“No country is free of discrimination. We see it everywhere, in many forms: old and new, covert and blatant, public and private. It may appear as institutionalized racism, as ethnic strife, as episodes of intolerance and rejection, or as an official national version of history that denies the identity of others.Discrimination targets individuals and groups that are vulnerable to attack: the disabled, women and girls, the poor, migrants, minorities, and all those who are perceived as different.
These vulnerable people are frequently excluded from participating in the economic, political, cultural and social lives of their communities. The bigotry that stigmatizes and excludes them can be exploited by extremists. In some countries, we are witnessing the rise of a new politics of xenophobia.
But these victims of discrimination are not alone. The United Nations is standing with them, committed to defending the rights of all, and particularly the most vulnerable. That is our identity and our mission.
The international human rights community continues to counter bias and hatred. Public awareness has led to global treaties offering legal protection from discrimination and unequal treatment.
But abstract commitments are not enough. We must continue to confront inequality and intolerance wherever they are found.

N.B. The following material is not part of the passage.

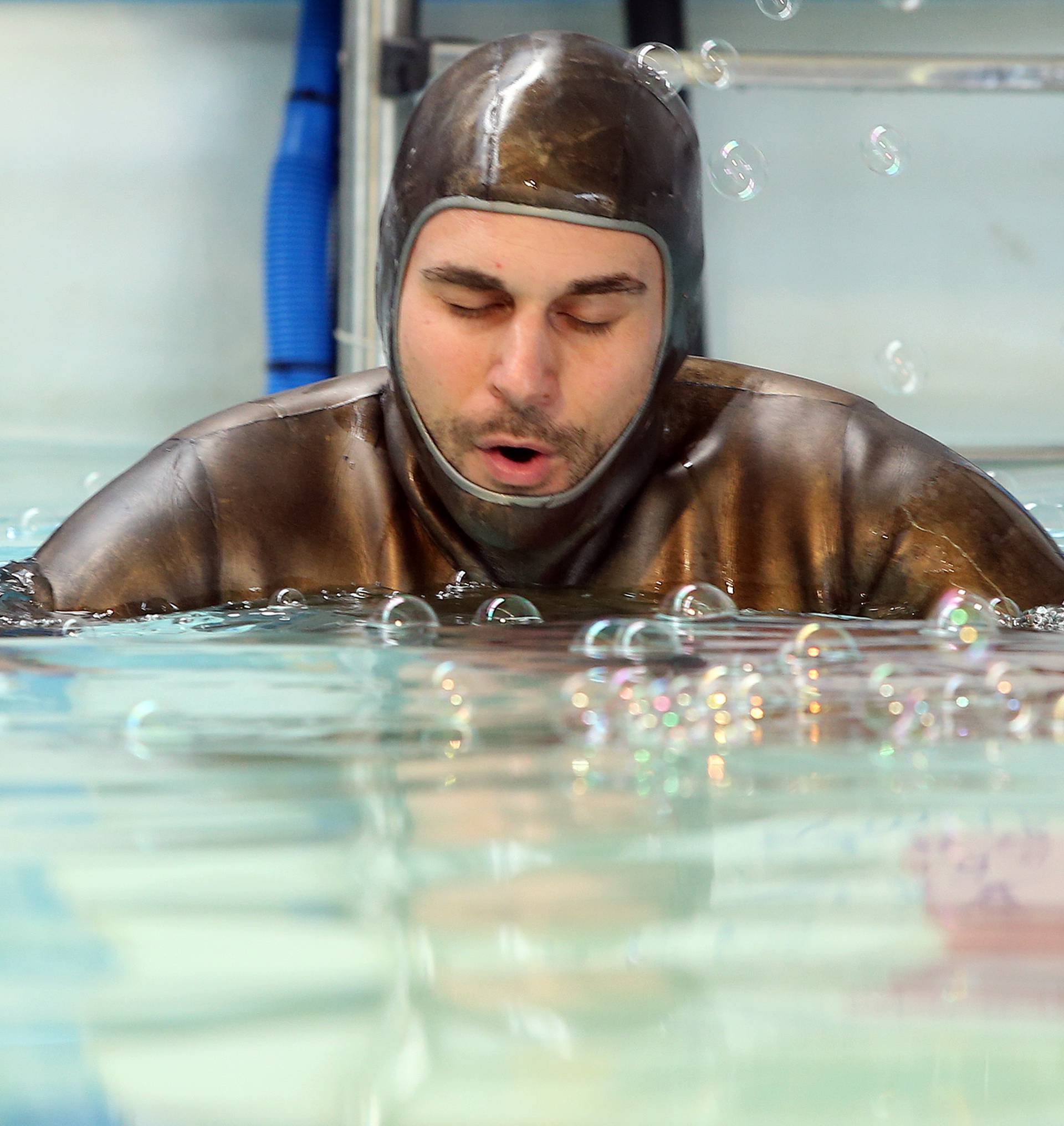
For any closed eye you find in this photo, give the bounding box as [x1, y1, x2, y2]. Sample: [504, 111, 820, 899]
[565, 313, 613, 335]
[445, 300, 503, 318]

On Human Rights Day, I invite people everywhere, at all levels, to join the United Nations and human rights defenders around the world in the fight against discrimination.”
Secretary-General Ban Ki-moon of the United Nations
I only learned this morning that 10 December is internationally marked as Human Rights Day, and have been trying to quickly catch up with the calls to action and familiarize myself with what the UN considers to be universal human rights. Initially I had a few tweets of comments, but as I delved deeper I had a lot more to say on the issue, even in the once widely respected United States. Worldwide human rights violations occur routinely as individuals and governments ignore the discriminatory and repressive actions of individuals and institutions within their nations. It is my hope that professional organizations such as Amnesty International, the International Committee of the Red Cross, Human Rights Watch, and in the United States the ACLU and HRC, cover the broader human rights such as suffrage, education, gender equality, food, water, and shelter. I would like to offer perspective on my own environment, in the areas of marriage rights, employment, health care, and developments in rights regarding the internet.
The primary document to which I will be referring is the Universal Declaration of Human Rights, adopted by the United Nations general assembly on 10 December 1948. Within the declaration, the UN member states detailed out the rights and protections of all human beings and responsibilities of each nation to implement these rights into law and foster a global environment that upholds them.
Marriage
As I was reading through the Declaration, each of the articles seemed fairly straightforward and expected, but the first to give me pause was Article 16 Section 1 as it deals with the United Nations adopted stance on marriage as a fundamental human right. Take a look at the highly ambiguous wording,
Men and women of full age, without any limitation due to race, nationality or religion, have the right to marry and to found a family. They are entitled to equal rights as to marriage, during marriage and at its dissolution.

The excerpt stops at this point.